Sister Stanislaus Kennedy, a member of the religious order criticised in the devastating Ryan report, said members were ashamed, shocked and horrified by the physical and sexual abuse of children at its facilities.
She told a conference in Dublin Castle the report laid bare the appalling manner in which the most vulnerable children were treated in institutions run by congregations over the past 50 years.
“We must ensure that wide-scale and systematic abuse of children does not happen again in this country,” she said.
“Abuse happens when power is vested in individuals and institutions who are unaccountable.”
The Ryan report documented decades of sexual, physical and emotional torture inflicted on thousands of children in orphanages, industrial and reformatory schools all over the country.
It outlined severe physical and emotional abuse over many years at two of the order’s institutions, St Patrick’s and St Joseph’s in Kilkenny.
“Within St Joseph’s, there was also sexual abuse, including where 13 boys were brutally abused, sexually and physically by two men employed by the Religious Sisters of Charity as childcare workers who turned out to be cruel and ferocious paedophiles,” said Sr Stan.
“I am desperately sad and sorry that these abuses took place and that these heinous crimes were committed."
“All over the country, children entrusted to the care of religious congregations, ours included, suffered enormously in a sickening abuse of power and position and a scandalous exploitation of vulnerability, for which there is no excuse.”
Sr Stan said the order had acknowledged the hurt caused and planned to do everything in its power to make reparation for the harm done, to alleviate the pain and suffering of victims and to restore, as far as is possible, the dignity that was taken from them as children.
“This includes facing our financial responsibilities in a generous spirit and with an open heart,” she continued.
The campaigner also criticised the current childcare system, highlighting a lack of out-of-hours social work service for children in need and why up to 6,500 child protection cases have not been allocated a social worker.
“One of the most damning indications of our lack of concern about the welfare of children is the fact that 454 migrant children, that’s equivalent to an entire school full of children, have gone missing from the care of the State since 2000, with barely a ripple of disquiet in the community,” she continued.

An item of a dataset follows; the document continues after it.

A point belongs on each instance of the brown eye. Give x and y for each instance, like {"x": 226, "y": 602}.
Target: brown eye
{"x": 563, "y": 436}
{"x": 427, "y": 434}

“We know this is happening and we don’t care. How can we say without blushing that we are determined to learn lessons from the Ryan report and are determined to protect and cherish children in this country when we know they are suffering now?"
“When we allow these outrages to occur without protest we, as a society, are complicit in the suffering of these children,” she added.
President Mary McAleese is due to address the conference later today.